Русский взял дымящуюся сигарету и расслабился еще больше, понимая, что если ему предлагают покурить, то явно не станут расстреливать на месте. Последние десять секунд, которые он наслаждался табачным дымом, показались ему едва ли не вечностью.
Кордтс заметил тупую довольную улыбку, появившуюся на лице пленного, и подумал о том, как было бы забавно выстрелить ему живот в тот самый момент, когда изо рта у него выплывает сигаретный дым. Он отвратительно чувствовал себя весь день до того, как все это случилось, и не испытывал ни малейшего желания кого-либо убивать. Однако ему никак не удавалось избавиться от таких мыслей, приходящих в голову совершенно неожиданно. Им с Фрайтагом никак не удавалось разглядеть в снежной мгле свой берег реки, однако до него было недалеко. Очевидно, остальные совсем забыли о них, так что на постороннюю помощь рассчитывать не приходится. Они уже почти дотащили ящик до своего берега, когда перед ними возникли какие-то тени и теперь к периметру заветный груз тащили десять человек.

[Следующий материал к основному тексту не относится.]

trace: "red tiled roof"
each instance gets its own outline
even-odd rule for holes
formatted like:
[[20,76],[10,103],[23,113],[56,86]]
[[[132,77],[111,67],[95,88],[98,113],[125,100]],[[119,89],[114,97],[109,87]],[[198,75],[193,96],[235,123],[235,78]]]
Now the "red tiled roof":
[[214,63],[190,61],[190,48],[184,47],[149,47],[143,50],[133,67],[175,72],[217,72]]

Снегопад не прекращался. Кордтс оглянулся и увидел, как русский убегает прочь. Кордтс ничего не сказал на это, продолжая держать в руках стропы.
— Что ты делаешь? — спросил кто-то. Затем кто-то из солдат заметил убегающего русского и выстрелил в него, когда тот уже выскочил на свой берег.
— Просто так. Может, они просто больше не хотят знаться с нами, — ответил третий солдат.
— Нет, я думаю, это Кордтс напугал их, — с легким смешком произнес Фрайтаг, сам не веря своим словам.